Thanks for a great day 

PintoJK


----------



## DsrtRat (Mar 8, 2004)

Hey, where is my love Gilles? (wink)


----------



## Foghorn (Jun 24, 2005)

It was an absolute honour to be a part of this shoot. I would like to thank everyone that donnated money as well as the organizers of this shoot. Gilles i take my hat off to you!! Very nice job!! And Chris, he same goes to you as well. The both of you are special people and did a wonderful think for a special cause!!

Maybe we can get a list of the people and companies that were so generous today and made this all worth while!

As I mentioned before, it was truely an honour!!

Thank you for lettting me be a part of this.

Dietmar Trillus


----------



## ontario moose (Aug 8, 2003)

*Desert dude finished 11Th..*

ok.. Paul.. my apologies .. I just seen my mistake.. I'm so freaking tired it's not funny..

Paul 626
Chris 626
Blake 626


you can figure you who came in 9,10,11.. I don't have the score cards..

Gilles


----------



## ontario moose (Aug 8, 2003)

*Sponsors*

the $ x-challenge

The Bow Shop
The Gun Room
Colby Shooting Club
Belgium Nursery
North Sylva
Porcupine Creek
Monsen’s
Bromley’s
Excalibur Crossbows
Sprucewood Leasing

Gifts. 

Horton Cross bows
Aurora bow case
Balistic String (Nigel)
Victory Arrows
Carbon Express


----------



## DsrtRat (Mar 8, 2004)

LOL thanks Gilles, I was feeling left out:wink:

Great shoot, great job for the charity!!!


----------



## Moparmatty (Jun 23, 2003)

DsrtRat said:


> LOL thanks Gilles, I was feeling left out:wink:
> 
> Great shoot, great job for the charity!!!

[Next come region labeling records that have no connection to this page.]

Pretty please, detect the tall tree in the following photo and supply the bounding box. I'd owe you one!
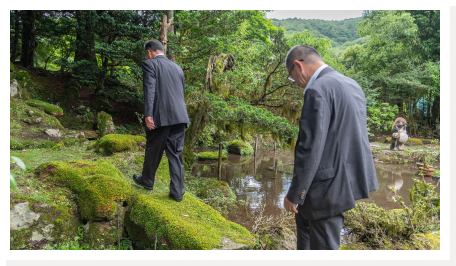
[10,10,21,62]
[20,10,38,68]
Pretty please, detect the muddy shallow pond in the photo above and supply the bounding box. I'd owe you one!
[192,149,440,230]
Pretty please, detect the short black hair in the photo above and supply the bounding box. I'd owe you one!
[144,39,163,52]
[285,45,322,69]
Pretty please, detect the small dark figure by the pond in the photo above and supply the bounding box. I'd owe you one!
[133,40,190,201]
[284,45,379,249]
[390,117,408,151]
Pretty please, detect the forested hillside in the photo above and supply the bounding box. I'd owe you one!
[271,18,362,47]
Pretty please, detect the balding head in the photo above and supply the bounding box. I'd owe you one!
[285,45,323,69]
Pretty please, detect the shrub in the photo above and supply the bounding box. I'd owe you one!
[228,140,253,155]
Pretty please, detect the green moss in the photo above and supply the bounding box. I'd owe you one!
[97,134,146,154]
[228,140,253,155]
[66,86,79,100]
[25,100,63,115]
[36,160,133,220]
[196,151,228,161]
[126,193,255,249]
[182,147,196,170]
[51,142,65,150]
[407,138,423,145]
[97,112,116,137]
[16,70,30,80]
[10,98,64,131]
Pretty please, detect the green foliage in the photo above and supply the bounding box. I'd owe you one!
[272,18,361,46]
[36,160,133,220]
[196,151,228,161]
[391,178,440,233]
[97,134,146,154]
[228,140,253,155]
[204,93,298,143]
[367,103,398,132]
[126,193,254,250]
[344,179,440,247]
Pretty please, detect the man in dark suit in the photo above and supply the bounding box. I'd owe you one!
[284,45,378,249]
[133,40,190,201]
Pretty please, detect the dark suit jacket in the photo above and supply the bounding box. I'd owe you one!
[287,66,378,220]
[141,55,190,128]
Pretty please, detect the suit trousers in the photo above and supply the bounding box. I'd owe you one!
[141,124,186,199]
[295,210,345,250]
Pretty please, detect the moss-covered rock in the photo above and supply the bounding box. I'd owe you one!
[228,140,253,155]
[66,86,79,100]
[196,151,228,161]
[16,70,30,80]
[83,206,126,249]
[407,138,423,145]
[182,147,196,170]
[51,142,65,150]
[125,193,255,250]
[25,100,63,115]
[97,112,116,137]
[10,202,81,250]
[96,134,146,154]
[65,78,82,90]
[36,160,133,220]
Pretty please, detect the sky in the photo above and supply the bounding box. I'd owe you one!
[266,10,363,20]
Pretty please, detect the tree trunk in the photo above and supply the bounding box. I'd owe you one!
[10,10,20,62]
[167,10,176,62]
[160,15,168,55]
[21,10,37,68]
[74,10,97,64]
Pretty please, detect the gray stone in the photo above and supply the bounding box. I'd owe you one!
[44,128,61,138]
[10,79,19,98]
[30,231,45,241]
[10,202,41,231]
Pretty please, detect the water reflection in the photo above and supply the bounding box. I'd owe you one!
[192,149,440,229]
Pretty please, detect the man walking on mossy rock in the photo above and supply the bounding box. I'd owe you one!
[284,45,378,249]
[133,40,190,201]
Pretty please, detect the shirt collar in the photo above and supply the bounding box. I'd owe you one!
[304,64,328,93]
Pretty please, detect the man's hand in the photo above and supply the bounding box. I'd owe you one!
[283,196,298,213]
[146,116,155,129]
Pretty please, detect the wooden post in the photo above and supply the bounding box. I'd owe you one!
[219,143,223,180]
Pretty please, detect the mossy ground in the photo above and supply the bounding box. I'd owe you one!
[127,193,254,250]
[196,151,228,161]
[25,100,63,115]
[11,144,254,249]
[96,134,146,154]
[228,140,253,155]
[339,232,440,250]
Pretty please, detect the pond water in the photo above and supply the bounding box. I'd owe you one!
[192,149,440,230]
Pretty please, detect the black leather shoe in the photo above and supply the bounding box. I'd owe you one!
[168,194,182,202]
[133,174,154,190]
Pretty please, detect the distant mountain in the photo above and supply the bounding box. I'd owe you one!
[271,17,362,47]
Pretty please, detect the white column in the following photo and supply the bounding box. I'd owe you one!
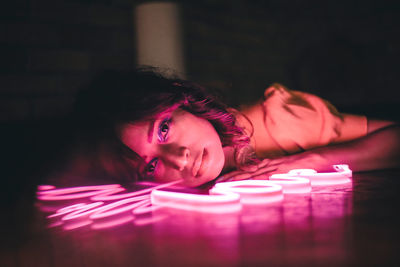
[134,2,185,76]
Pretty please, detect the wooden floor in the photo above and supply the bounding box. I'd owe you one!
[0,170,400,267]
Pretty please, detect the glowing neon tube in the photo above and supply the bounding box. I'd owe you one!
[269,177,311,194]
[151,190,242,213]
[210,180,283,204]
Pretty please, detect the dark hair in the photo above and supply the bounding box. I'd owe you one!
[75,68,249,185]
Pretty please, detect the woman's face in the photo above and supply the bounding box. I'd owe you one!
[119,109,225,186]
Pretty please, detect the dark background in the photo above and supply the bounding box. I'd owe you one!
[0,0,400,201]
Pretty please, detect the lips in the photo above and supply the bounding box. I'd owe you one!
[192,149,208,177]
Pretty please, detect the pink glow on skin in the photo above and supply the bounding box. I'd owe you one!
[37,165,352,230]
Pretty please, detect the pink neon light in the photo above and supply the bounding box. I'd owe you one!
[91,215,135,230]
[210,180,283,204]
[90,195,149,220]
[37,184,125,201]
[151,190,241,213]
[282,164,352,186]
[37,165,352,230]
[269,177,311,194]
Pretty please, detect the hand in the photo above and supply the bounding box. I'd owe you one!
[217,152,330,182]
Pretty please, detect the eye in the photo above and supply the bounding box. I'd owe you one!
[158,118,171,142]
[145,158,158,176]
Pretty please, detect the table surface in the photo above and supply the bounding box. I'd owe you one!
[0,170,400,267]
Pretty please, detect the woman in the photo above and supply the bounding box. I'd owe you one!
[72,69,400,186]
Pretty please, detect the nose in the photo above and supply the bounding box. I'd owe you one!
[163,144,190,171]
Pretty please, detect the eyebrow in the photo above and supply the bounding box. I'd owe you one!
[147,120,155,144]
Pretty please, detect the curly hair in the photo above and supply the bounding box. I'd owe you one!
[75,68,253,183]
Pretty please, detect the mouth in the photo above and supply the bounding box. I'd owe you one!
[192,149,208,177]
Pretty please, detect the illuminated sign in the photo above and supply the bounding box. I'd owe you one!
[37,165,352,230]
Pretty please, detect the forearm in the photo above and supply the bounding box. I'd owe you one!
[310,125,400,171]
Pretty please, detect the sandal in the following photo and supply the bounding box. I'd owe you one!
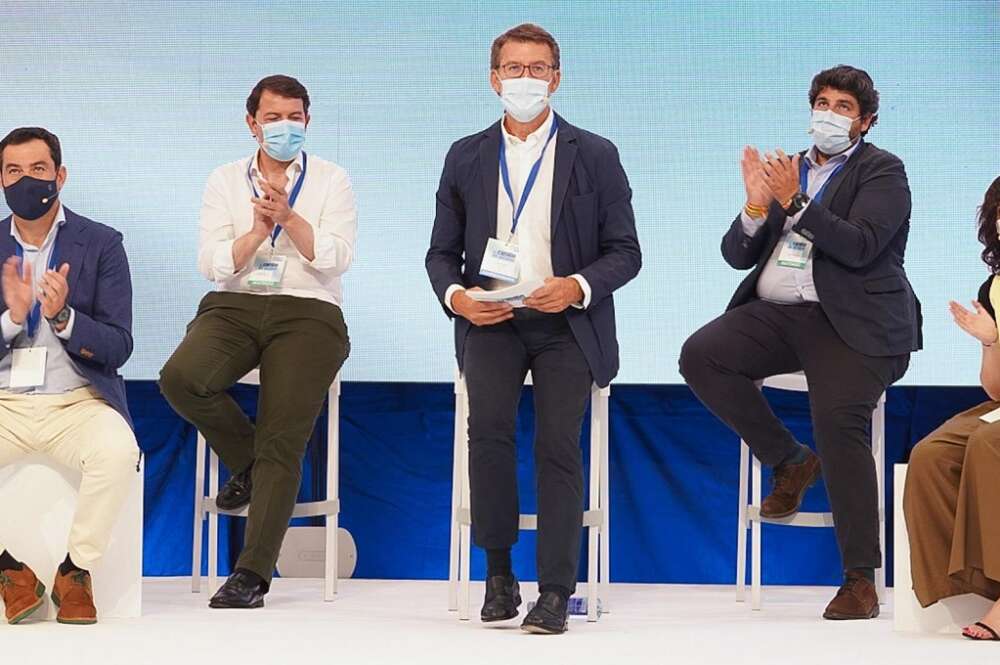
[962,621,1000,642]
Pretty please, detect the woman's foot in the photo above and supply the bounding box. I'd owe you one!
[962,600,1000,640]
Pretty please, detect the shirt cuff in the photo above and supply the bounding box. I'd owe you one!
[444,284,465,314]
[569,275,591,309]
[740,210,767,238]
[49,307,76,340]
[0,309,24,346]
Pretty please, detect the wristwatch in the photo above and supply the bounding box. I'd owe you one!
[48,305,70,326]
[785,192,809,217]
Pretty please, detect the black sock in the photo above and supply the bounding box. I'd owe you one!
[844,568,875,584]
[233,568,267,591]
[0,550,24,570]
[59,554,87,575]
[538,584,573,600]
[486,547,514,577]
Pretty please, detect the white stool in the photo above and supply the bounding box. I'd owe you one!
[0,454,143,619]
[448,371,611,621]
[191,369,340,601]
[736,372,886,610]
[892,464,993,635]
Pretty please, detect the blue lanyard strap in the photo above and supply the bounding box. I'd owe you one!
[247,151,309,247]
[500,111,559,236]
[14,231,59,339]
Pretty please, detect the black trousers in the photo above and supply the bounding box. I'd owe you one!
[680,300,910,569]
[463,309,592,591]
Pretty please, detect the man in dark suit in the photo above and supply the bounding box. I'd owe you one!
[680,65,921,619]
[426,24,642,633]
[0,127,140,624]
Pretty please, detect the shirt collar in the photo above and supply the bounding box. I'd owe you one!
[10,200,66,250]
[806,138,864,169]
[500,106,556,148]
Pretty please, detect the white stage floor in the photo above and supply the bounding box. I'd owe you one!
[0,578,1000,665]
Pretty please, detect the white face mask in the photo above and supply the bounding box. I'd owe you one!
[809,111,860,155]
[500,76,549,122]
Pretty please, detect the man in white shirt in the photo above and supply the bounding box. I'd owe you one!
[426,24,642,634]
[160,75,357,608]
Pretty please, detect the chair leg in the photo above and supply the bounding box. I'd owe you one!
[736,440,750,603]
[191,432,205,593]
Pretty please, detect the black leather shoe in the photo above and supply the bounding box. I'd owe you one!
[479,575,521,623]
[208,570,267,609]
[215,464,253,510]
[521,591,569,635]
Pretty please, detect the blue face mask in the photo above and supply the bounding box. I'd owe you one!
[261,120,306,162]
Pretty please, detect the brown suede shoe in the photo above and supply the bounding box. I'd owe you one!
[823,573,879,619]
[0,564,45,624]
[52,570,97,625]
[760,450,819,519]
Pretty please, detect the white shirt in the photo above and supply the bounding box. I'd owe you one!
[740,141,861,304]
[444,109,590,311]
[0,203,90,395]
[198,153,358,306]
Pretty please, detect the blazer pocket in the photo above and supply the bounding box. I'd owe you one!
[864,275,906,293]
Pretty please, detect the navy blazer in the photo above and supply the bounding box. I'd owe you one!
[0,206,132,426]
[722,142,923,356]
[425,116,642,387]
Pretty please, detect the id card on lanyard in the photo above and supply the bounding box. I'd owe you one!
[479,116,559,282]
[10,231,59,388]
[778,159,846,270]
[247,152,309,288]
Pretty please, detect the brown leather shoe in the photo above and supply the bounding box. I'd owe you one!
[823,573,879,619]
[52,570,97,625]
[760,450,819,519]
[0,566,45,624]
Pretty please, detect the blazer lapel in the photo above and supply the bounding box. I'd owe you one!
[479,122,500,238]
[552,114,577,238]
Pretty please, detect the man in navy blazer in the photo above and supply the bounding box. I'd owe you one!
[426,24,642,633]
[680,65,921,619]
[0,127,140,624]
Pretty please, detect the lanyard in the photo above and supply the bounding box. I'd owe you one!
[14,231,59,339]
[247,151,308,247]
[500,115,559,237]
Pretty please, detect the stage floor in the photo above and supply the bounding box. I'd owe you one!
[0,578,1000,665]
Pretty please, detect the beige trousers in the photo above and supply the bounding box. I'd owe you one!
[0,387,139,568]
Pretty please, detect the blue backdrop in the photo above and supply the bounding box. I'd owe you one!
[135,381,985,584]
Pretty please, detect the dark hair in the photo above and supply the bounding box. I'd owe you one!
[809,65,878,136]
[247,74,309,115]
[490,23,559,69]
[979,178,1000,275]
[0,127,62,169]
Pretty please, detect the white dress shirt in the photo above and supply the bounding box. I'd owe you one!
[0,203,90,395]
[444,109,590,311]
[740,141,861,305]
[198,153,358,306]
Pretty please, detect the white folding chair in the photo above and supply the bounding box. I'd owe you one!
[736,372,886,610]
[448,371,611,621]
[191,369,340,601]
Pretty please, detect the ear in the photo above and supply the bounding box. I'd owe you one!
[490,69,503,95]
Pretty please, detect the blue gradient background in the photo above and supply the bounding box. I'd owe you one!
[0,0,1000,385]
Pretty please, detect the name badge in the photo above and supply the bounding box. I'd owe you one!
[10,346,48,388]
[479,238,521,282]
[778,231,812,270]
[247,255,288,287]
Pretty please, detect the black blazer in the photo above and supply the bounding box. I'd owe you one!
[425,116,642,386]
[722,143,923,356]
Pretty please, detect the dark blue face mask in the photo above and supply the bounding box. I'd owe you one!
[3,176,59,221]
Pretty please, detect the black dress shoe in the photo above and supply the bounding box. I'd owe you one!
[215,464,253,510]
[521,591,569,635]
[208,570,267,609]
[479,575,521,623]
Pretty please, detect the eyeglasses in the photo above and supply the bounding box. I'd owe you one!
[497,62,555,79]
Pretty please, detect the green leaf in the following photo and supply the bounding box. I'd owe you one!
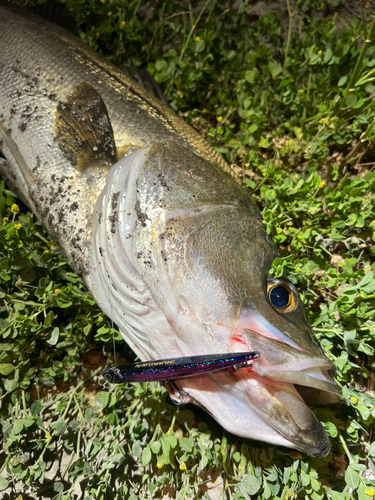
[245,70,256,83]
[141,446,152,467]
[95,391,109,410]
[149,441,161,455]
[240,474,261,495]
[357,271,374,288]
[47,326,60,345]
[30,399,43,417]
[179,437,194,453]
[268,61,283,78]
[0,363,16,376]
[345,465,361,490]
[0,477,9,491]
[12,420,23,434]
[49,420,66,434]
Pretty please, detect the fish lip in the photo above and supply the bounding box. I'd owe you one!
[241,329,340,457]
[253,356,340,404]
[242,329,341,404]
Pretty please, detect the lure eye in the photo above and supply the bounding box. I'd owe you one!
[268,283,297,313]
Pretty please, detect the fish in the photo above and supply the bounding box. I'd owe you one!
[0,7,340,457]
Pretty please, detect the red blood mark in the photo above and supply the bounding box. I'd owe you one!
[232,335,246,345]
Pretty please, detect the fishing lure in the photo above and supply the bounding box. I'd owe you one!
[102,352,259,384]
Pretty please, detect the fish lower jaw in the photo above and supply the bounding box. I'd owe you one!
[253,359,340,405]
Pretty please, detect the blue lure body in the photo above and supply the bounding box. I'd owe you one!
[102,352,259,384]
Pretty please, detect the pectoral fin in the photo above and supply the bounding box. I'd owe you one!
[55,83,117,172]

Wasn't it you DsrtRat that Gillies asked to do a reach around on him for a door prize? LMFAO!!!!


Had a great time today Gilles. My thanks goes out to every single person who was involved in putting this series of shoots together this winter.


----------



## DsrtRat (Mar 8, 2004)

I don't recall that but who knows, things get a little crazy sometimes.ukey:


----------



## Green Archer22 (Oct 27, 2007)

*shoot*

It was a wonderful and exciting time yesterday, glad to be a part. Fantastic raising all that money for a great cause. Gilles, chris, you guys are second to none. Great job putting this together, i had alot of fun. Hopefully we can keep it goin. Was glad to be in the presence of such great archers. The Bow shop staff are always the best.

Our deepest thanks.

Green Archer22 and Miss Pink


----------



## #1 Hogger (Aug 17, 2005)

Gilles we all made it home safe and sound it was welll worth the trip to the bow shop not only to see our friends and have a great time but to donate to such a worthy cause. You Chris and all your cohorts put on a fantastic day full of fun and drama in the shoot offs you are to be congratulated Who would have thought that we would get a response like this after only a year thank you all for comming out and giveing to a great cause George and his staff were helpful and thanks for the use of the range You all deserve a big
ATTA BOY


----------



## Grey Eagle (May 23, 2002)

What a wonderful day you organized Gilled :thumb: I was unfortunately not able to attend, but do want to offer my appreciation for what you, and your group, did for this worthwhile cause. And indeed for archery as well. Big Kudos to you all!!! It's people like you, Chris, and Geroge that make me proud to be involved in this sport 

I can't wait to see what can be done with this event next year.


----------



## Grey Eagle (May 23, 2002)

Gilles,

You should think about putting a review thread up in the General Section of AT. Be a shame not to share the awesome news of this shoot with everybody on this site, not just us Canucks


----------



## skywalk (Feb 8, 2006)

Wonderful job Gilles... It was geat fun and I enjoyed it very much.
Winning that crossbow wasn't that bad either...


----------